Meditation has changed everything for me. I will never be the same again. No more insecure woman, walking on the planet as if I owe anyone thanks for being here, as if I am an intruder in society. Everyone of us deserves to be here, free to be who we are in our own way. We each have the ability to tap into our own inner-strengths by tuning the world out. (Even if it’s only a mere ten minutes a day, I urge you to put meditation into your routine.)

On a last note, I went for my annual checkup yesterday. First let me say, I have an excellent family doctor who I’ve been seeing for eight years, and who I adore. We enjoy swapping family stories whenever we see each other. My doctor is quite affable and popular among all of his patients. But he’s not perfect. He is conditioned by a patriarchal society which holds restricting views about the ideal look of a woman’s body. I get it. However, narrow socialized thinking doesn’t contaminate my perspective the way it used to.
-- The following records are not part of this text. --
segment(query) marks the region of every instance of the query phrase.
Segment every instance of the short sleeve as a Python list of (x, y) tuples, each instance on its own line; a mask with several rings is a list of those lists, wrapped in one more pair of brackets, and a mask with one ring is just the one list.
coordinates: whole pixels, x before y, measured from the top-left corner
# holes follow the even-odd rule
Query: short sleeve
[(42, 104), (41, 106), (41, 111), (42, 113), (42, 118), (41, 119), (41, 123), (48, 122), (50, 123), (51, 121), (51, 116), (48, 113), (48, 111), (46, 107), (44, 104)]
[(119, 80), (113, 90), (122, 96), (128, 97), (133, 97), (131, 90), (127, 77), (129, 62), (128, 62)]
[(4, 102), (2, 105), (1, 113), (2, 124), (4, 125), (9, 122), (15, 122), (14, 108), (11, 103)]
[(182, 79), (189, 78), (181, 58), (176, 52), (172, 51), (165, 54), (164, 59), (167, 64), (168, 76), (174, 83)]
Here’s a fraction of our exchange yesterday:

Doctor:   You look great, sounds like you’re taking care of yourself. Still exercising, which is good.

Me:   Yup, I feel pretty good.

Doctor:   Your weight is a little high though. You’ve put on a few pounds. 160, I would just keep an eye on that.

Me:   Nope. My weight is fine. I’m good with that number.

Doctor:   I don’t know, you should watch that. 160 is kind of high.

Me:   Nope. I like it. I think it’s fine.

Then we laughed and moved on to a different topic.

Bullets. Palm up. I know who I am. The world does not get to define me any longer.